Margot ha il fascino retrò dei nomi che emanano odore di Francia di un tempo, rimanendo al contempo follemente attuali. È un diminutivo antico di Marguerite, dal greco margaritês, «perla»: un gioiello minuscolo e prezioso, simile a questo fiore dei campi che si sfoglia mormorando «ti amo, un po’, molto».
Il nome porta con sé un’aura letteraria e reale. Impossibile dimenticare «la Regina Margot», soprannome di Marguerite de Valois, immortalata da Alexandre Dumas e poi dal cinema. Margot è anche l’eroina delle canzoni per ninnananna e delle canzoni popolari piccanti del repertorio popolare, il che le conferisce un piccolo granello di malizia indomabile.
Oggi, Margot naviga sulla grande onda dei nomi vintage che sono tornati con forza dagli anni 2000. Fresco, effervescente, al contempo chic e birichino, evoca una giovane donna viva, spiritosa e piena di spirito — una perla, ma del tipo che non si lascia rinchiudere nella sua scatoletta.
Margot ha lo spirito vivace come una battuta di commedia. La sua fantasia è il suo motore: vede il mondo attraverso il lato divertente della lente, ama deviare, prendere in giro, raccontare, e il suo umore effervescente fa di lei l’anima dei pasti in gruppo. Dietro la ben chiamata perla, c’è una malizia che si rifiuta di essere levigata in una saggezza convenzionale — Margot è il gioiello che rotola e ride.
Questa vivacità si fonda su una vera sensibilità. Cattura gli ambienti, indovina ciò che è taciuto, e sa consolare con una parola ciò che altri nemmeno avrebbero notato. Leale, valorizza i suoi amici come un tesoro, e la sua diplomazia naturale le permette di disarmare le liti prima che scoppino. Le si affidano volentieri i loro segreti: sono in luogo sicuro.
L’aura letteraria e reale del nome la veste come un guanto. C’è panache in Margot, un non-so-che della Regina Margot che sa governare la sua barca e incantare una corte, mescolato alla freschezza birichina delle canzoni popolari che portano il suo nome. Vintage e moderna allo stesso tempo, affronta questo grande salto con un’eleganza disinibita.
Indipendente, a Margot non piace che si decida per lei; ha energia e idee sufficienti per tracciare la propria strada, anche se ciò sorprende. La sua stabilità, la trova meno nella routine che nei suoi legami profondi. In sintesi, una perla rara: brillante in società, tenera in privato, e sempre pronta a trasformare un martedì banale in una piccola festa improvvisata. Difficile non cadere sotto il suo fascino retrò-chic.
Ritratto giocoso, da prendere con il sorriso.
Margot ama con la precisione tranquilla di una perla, nata dalla pazienza e dall’irritazione lenta di un mollusco. Non corre dietro alle fiamme effimere; cerca la luce sottomarina, quella che scintilla nel buio. Sedurre per lei è un atto di rivelazione: rivela la sua nudità emotiva con una delicatezza tagliente, invitando l’altro a levigare le proprie asperità. Ciò che la attira è la profondità silenziosa, quella capacità di custodire un segreto prezioso senza mai mostrarlo a tutti i venti. Al contrario, nulla la stanca più in fretta di una passione superficiale, rumorosa, che brilla senza sostanza. Fugge dai lampi rapidi per privilegiare la luce stabile, quella che attraversa gli anni senza consumarsi. Margot è un tesoro che si offre solo a chi sa aspettare, a chi sa zittire il proprio rumore per ascoltare il ritmo regolare del cuore dell’altro.

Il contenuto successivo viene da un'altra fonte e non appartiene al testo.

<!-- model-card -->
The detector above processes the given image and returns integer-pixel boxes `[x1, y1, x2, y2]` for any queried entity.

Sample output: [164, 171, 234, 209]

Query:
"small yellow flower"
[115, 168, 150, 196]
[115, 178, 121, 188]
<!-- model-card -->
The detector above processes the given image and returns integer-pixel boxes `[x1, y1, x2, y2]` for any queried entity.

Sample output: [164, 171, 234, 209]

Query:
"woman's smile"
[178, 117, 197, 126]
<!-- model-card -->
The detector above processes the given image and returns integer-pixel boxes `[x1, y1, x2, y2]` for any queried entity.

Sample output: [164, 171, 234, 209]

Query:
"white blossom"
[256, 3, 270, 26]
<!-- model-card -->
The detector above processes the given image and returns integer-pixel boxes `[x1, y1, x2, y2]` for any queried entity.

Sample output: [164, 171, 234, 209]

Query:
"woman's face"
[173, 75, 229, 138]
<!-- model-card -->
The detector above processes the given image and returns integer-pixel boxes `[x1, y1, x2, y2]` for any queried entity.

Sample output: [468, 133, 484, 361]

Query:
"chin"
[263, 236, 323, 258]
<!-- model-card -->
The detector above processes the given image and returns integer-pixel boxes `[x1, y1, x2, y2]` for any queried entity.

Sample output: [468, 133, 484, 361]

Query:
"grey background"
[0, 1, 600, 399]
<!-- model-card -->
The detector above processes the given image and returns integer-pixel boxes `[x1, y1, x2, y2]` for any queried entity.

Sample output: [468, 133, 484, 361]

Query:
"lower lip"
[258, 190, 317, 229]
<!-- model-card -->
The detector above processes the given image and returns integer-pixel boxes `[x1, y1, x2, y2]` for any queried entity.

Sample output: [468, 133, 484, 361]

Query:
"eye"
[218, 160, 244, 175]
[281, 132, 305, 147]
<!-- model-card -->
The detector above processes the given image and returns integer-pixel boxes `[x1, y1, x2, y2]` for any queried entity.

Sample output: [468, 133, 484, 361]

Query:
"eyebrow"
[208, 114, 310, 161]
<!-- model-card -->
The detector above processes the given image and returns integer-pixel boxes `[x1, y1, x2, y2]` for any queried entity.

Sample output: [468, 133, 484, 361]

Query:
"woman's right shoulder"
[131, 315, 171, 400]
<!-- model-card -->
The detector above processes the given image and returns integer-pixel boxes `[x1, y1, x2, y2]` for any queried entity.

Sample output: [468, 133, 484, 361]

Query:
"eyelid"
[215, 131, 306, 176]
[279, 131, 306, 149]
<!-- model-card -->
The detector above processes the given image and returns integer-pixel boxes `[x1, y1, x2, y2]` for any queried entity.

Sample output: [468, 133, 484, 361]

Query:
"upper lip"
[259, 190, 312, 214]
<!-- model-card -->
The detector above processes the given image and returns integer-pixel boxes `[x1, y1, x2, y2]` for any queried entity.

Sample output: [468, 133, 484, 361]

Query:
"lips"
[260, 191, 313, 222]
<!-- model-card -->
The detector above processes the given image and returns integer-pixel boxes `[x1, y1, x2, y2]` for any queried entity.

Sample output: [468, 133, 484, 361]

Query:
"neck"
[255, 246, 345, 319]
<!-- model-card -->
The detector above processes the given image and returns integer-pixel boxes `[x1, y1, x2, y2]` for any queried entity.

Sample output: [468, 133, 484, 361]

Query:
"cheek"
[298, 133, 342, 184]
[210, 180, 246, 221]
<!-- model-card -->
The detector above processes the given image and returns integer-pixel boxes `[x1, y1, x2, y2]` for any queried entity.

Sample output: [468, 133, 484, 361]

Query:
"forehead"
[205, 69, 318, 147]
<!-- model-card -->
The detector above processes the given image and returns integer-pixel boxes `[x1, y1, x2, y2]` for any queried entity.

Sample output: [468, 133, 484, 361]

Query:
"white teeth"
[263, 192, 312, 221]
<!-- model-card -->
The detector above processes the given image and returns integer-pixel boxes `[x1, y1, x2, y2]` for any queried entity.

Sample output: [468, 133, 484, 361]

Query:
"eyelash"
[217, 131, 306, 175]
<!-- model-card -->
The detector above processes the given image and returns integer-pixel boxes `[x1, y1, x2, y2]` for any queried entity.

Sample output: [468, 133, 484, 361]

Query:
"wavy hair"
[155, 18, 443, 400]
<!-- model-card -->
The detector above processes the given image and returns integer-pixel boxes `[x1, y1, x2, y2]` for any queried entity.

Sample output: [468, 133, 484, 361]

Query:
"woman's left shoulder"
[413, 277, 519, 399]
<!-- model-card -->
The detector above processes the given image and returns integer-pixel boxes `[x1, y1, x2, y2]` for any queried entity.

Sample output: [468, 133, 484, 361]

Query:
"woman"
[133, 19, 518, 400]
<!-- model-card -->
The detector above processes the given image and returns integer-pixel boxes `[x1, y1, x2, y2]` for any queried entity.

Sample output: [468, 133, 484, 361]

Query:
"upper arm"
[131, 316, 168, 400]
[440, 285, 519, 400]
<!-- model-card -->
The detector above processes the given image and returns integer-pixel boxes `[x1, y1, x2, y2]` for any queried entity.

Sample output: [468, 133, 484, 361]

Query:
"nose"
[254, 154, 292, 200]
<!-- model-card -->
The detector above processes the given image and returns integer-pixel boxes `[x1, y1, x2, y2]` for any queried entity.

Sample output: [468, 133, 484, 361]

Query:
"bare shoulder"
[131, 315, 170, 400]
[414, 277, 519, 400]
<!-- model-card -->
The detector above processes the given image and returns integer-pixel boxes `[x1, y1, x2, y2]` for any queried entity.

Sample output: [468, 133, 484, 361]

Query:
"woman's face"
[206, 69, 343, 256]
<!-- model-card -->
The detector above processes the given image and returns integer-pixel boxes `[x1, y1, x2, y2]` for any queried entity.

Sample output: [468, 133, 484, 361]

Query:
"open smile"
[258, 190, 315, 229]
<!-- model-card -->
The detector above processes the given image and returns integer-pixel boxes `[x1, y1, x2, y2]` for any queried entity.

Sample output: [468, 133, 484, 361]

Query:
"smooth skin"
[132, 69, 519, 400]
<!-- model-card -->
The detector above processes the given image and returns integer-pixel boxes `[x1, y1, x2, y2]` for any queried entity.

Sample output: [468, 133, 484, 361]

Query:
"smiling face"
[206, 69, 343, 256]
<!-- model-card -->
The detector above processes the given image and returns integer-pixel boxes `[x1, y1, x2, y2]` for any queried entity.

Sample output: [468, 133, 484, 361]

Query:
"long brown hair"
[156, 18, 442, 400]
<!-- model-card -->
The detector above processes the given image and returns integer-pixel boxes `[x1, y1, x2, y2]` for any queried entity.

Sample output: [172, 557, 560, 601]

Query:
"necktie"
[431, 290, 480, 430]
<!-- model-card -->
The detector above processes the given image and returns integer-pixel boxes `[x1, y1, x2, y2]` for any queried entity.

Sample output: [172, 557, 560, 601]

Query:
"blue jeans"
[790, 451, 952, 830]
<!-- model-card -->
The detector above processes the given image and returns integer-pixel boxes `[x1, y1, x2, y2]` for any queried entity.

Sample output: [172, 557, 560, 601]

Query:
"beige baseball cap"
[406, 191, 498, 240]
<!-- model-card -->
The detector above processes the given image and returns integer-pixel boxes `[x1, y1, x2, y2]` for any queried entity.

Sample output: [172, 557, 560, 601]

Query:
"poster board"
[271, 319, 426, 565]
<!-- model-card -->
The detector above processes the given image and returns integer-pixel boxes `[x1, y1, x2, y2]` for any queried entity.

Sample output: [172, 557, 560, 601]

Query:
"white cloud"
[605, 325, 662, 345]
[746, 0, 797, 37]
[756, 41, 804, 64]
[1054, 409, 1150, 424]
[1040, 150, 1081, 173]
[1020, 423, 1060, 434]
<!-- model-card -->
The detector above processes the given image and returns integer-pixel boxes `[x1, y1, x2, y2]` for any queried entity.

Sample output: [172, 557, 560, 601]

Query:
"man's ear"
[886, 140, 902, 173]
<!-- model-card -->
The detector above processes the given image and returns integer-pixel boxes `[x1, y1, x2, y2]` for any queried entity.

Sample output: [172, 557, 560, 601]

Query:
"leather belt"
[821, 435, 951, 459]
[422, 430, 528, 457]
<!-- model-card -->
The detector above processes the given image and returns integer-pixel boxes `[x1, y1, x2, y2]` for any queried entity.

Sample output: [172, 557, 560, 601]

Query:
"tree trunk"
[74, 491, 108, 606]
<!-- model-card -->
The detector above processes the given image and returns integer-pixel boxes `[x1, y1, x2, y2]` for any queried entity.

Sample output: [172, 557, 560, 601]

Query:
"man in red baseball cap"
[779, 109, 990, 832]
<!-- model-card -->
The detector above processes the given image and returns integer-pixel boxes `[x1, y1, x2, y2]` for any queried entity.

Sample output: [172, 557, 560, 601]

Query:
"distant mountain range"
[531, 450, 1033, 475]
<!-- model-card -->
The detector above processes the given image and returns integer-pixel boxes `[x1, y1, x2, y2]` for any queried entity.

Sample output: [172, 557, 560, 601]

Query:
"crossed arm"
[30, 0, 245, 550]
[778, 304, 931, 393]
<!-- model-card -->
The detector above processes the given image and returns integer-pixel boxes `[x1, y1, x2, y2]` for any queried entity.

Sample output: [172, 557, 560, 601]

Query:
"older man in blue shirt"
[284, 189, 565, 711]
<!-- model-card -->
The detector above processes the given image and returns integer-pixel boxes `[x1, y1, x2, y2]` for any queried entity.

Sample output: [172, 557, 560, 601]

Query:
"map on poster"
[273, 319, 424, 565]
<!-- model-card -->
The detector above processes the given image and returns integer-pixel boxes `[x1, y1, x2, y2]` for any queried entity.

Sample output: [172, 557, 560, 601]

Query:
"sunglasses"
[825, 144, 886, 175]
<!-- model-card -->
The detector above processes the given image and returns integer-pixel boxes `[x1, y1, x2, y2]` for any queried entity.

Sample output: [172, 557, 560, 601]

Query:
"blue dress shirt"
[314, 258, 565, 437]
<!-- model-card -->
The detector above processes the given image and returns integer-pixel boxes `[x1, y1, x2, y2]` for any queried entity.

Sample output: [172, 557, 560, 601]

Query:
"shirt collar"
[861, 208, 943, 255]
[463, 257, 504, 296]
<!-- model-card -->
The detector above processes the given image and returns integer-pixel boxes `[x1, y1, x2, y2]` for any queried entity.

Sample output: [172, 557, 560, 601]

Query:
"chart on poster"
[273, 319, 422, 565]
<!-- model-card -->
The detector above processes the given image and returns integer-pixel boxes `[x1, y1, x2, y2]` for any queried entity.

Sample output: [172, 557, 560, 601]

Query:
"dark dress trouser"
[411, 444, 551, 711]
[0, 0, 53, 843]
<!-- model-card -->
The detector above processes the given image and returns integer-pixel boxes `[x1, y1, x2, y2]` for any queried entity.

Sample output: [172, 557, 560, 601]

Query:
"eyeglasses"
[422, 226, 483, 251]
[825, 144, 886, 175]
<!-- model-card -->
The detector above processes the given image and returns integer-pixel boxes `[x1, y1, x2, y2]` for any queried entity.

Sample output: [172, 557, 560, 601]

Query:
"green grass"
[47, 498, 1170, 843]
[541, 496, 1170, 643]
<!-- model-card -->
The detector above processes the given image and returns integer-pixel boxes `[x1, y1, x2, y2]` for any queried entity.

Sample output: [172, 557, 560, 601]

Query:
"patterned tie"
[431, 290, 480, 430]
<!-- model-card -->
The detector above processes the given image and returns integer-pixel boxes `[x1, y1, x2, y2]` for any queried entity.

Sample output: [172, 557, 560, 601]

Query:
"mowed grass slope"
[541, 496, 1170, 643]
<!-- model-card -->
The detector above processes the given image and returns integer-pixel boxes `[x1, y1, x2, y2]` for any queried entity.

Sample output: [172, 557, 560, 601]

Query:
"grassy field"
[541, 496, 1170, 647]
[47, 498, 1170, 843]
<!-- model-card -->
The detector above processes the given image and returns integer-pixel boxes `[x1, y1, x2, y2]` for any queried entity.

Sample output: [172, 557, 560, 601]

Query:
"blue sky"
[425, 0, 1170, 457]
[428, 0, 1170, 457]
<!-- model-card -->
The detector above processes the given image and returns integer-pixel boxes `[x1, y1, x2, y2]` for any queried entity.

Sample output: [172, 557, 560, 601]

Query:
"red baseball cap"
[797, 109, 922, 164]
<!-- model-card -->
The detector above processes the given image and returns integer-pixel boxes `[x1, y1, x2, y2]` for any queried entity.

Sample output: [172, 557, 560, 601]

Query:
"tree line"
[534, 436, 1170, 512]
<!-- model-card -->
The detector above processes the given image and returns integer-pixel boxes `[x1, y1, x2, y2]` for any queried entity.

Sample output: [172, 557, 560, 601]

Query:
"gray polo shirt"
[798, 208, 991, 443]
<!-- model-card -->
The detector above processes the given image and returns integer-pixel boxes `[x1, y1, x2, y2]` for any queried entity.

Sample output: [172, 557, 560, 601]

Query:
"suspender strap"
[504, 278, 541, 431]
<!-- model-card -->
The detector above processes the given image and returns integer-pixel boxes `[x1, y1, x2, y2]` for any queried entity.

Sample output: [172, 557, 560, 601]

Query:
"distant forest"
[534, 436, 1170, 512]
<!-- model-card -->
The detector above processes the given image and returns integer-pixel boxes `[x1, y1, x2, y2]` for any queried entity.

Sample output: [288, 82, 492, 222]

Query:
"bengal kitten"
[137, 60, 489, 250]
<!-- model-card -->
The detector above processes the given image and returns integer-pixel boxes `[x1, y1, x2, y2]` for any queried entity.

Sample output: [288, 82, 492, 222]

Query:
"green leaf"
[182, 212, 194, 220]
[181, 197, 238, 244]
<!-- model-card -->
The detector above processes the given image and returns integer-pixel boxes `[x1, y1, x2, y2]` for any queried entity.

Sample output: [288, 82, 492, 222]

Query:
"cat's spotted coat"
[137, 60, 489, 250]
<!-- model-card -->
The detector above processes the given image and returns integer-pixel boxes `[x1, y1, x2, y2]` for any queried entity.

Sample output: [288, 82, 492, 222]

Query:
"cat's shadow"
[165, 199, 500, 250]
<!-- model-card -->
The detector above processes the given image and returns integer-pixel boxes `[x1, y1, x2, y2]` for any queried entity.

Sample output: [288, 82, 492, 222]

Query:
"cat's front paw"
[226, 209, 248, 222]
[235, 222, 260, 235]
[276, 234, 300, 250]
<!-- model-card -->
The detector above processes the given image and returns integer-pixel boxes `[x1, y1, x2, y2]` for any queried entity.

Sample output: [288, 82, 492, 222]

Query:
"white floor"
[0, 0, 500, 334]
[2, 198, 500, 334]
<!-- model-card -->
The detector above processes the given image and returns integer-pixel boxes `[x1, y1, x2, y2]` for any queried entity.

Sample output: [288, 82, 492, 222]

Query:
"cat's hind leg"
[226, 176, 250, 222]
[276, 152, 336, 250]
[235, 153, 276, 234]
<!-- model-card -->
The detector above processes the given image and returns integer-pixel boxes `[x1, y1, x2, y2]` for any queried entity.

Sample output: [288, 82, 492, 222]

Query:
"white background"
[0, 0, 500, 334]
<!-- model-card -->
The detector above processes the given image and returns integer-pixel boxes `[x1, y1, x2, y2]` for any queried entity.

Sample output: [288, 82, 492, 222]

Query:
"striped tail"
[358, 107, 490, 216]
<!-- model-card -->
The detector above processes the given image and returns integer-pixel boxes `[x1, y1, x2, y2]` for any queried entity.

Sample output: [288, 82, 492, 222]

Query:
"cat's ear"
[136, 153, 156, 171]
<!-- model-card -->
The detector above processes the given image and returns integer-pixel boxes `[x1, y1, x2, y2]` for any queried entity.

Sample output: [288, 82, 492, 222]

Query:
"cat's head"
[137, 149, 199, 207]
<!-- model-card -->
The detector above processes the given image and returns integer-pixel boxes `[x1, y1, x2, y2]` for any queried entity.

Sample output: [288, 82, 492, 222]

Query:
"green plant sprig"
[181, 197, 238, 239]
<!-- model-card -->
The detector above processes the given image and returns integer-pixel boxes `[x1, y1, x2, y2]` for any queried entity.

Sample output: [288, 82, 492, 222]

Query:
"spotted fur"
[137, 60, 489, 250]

Margot significa «perla», dal greco margaritês, attraverso il nome Marguerite dal quale è il diminutivo.
È una forma francese antica e affettuosa di Marguerite, di origine greca.
Il 16 novembre, giorno di santa Margherita di Scozia; alcuni celebrano anche il 20 luglio.
Sì, sono due grafie dello stesso nome; Margaux evoca anche il famoso vino del Médoc.
Sì, Margot conosce un forte revival vintage in Francia dagli anni 2000.